Hafa Adai, my fellow Guamanians, and Hafa Adai to the Simon Sanchez Sharks!

Freedom of speech and freedom of expression are two of the most important and treasured rights in America.  As a governor, I am so proud and so encouraged by this school's efforts to promote these freedoms.

The sad reality is even today, people are censored and silenced.  This month, people around the nation, including here on Guam, are bringing awareness of books that are still banned today in some places in the United States.  These titles include some of my favorites, such as 1984 and The Lord of the Rings.  They are classics―timeless stories that have us thinking about a world greater than ours, and about ideas that are bigger than ourselves.  

These books are controversial.  But, whether it's about protecting our right to privacy under an oppressive and giant government, or about how power can corrupt, these stories are important.  They make us think.  They make us learn.  They make us grow.  I want to encourage all the students here today and everyone listening to keep reading.  Keep expanding your knowledge.  Keep exposing yourselves to new ideas―even ones that you may not agree with.

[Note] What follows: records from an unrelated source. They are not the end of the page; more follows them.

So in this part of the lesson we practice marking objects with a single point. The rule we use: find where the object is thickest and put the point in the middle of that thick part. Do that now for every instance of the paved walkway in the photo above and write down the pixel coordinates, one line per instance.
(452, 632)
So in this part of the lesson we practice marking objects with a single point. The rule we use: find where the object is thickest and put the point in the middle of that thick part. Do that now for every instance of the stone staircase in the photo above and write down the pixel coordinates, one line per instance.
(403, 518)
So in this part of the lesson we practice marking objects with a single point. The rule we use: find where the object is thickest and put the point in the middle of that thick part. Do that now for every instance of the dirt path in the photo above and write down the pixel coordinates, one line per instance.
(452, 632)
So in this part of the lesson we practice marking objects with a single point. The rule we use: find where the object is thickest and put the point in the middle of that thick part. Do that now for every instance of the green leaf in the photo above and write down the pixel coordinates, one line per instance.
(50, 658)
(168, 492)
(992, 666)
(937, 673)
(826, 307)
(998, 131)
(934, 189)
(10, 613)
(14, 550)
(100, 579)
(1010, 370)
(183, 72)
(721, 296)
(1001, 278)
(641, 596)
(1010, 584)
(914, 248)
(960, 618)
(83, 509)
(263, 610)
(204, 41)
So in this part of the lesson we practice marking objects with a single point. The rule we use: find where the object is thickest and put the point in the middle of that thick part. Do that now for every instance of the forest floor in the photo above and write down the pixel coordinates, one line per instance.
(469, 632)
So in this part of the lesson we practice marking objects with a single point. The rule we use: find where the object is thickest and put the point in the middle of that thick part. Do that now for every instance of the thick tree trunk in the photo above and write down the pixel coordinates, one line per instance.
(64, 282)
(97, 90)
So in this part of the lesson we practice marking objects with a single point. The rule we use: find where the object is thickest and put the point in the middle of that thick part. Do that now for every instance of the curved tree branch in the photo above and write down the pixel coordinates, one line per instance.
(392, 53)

There has been a lot of talk recently about a case involving human trafficking―modern-day slavery.  As a father, grandfather, and a governor, this case chills me to the bone.  Now the woman that masterminded this despicable place has been sentenced to life in prison.  And I think the punishment does fit the crime.  When you force women, and a sixteen-year old girl, to do the things they did, you should go to jail for the rest of your life.

On the other side are some questions about some people that we as a community should trust the most: police officers.  I know the vast majority of these brave men and women are good.  They have the safety of the island at heart.  But my concern from the police department is the silence regarding legitimate questions from the media and from the public.  This is why I instructed the Chief of Police to speak up about the case yesterday.  I want to thank him for listening to my concerns, and recognizing the power of dialogue.

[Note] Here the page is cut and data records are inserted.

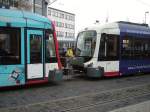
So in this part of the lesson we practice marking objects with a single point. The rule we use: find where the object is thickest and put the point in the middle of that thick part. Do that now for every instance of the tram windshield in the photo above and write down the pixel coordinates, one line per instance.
(86, 42)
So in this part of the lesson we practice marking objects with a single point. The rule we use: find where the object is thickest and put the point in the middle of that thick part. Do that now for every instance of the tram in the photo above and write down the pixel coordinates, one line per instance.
(113, 49)
(28, 49)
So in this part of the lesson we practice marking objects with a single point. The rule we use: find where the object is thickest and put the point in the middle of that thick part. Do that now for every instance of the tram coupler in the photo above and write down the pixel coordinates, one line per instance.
(55, 75)
(95, 72)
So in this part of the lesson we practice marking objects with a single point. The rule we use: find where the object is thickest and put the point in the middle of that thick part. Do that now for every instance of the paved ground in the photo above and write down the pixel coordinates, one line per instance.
(76, 87)
(140, 107)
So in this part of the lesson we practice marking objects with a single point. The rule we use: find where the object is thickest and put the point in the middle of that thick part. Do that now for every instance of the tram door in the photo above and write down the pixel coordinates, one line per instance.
(109, 52)
(34, 54)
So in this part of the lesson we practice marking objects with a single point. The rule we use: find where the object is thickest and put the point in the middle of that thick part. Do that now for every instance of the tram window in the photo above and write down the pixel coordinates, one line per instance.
(50, 48)
(35, 48)
(10, 42)
(109, 47)
(135, 48)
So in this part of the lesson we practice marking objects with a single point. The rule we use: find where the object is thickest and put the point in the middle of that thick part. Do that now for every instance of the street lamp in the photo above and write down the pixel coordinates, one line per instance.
(145, 15)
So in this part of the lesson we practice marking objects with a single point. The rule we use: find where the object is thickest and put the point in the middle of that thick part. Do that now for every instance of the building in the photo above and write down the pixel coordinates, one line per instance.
(65, 26)
(36, 6)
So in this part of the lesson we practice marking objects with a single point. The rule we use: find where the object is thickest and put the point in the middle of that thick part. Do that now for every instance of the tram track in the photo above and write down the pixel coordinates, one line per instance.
(85, 101)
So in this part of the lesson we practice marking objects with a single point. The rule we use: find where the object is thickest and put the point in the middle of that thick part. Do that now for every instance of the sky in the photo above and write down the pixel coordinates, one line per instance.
(88, 11)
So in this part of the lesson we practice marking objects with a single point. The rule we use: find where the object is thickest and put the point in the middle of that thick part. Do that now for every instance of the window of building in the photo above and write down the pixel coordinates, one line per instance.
(38, 9)
(10, 46)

That power is being exercised right here at this school.

Your teachers and students have set the example not just for your peers, but also for all of our island's leaders.  Particularly, the wave for civic justice, perfectly illustrates your commitment to speaking up and speaking out.  I want you all to continue doing things like that.  

Continue doing events like this.  If you see something going on in your school, or in your government that you don't like, speak up!  If you know of someone who should be commended, or someone you want to recognize for their good work, speak out!  Silence helps no one.  Let your ideas and emotions ring out for everyone to hear.  We live in a democracy: and the only way to make it better is for everyone to share their ideas―to exchange their thoughts.

Thank you for listening, and more importantly, thank you for speaking up and speaking out!  God bless you.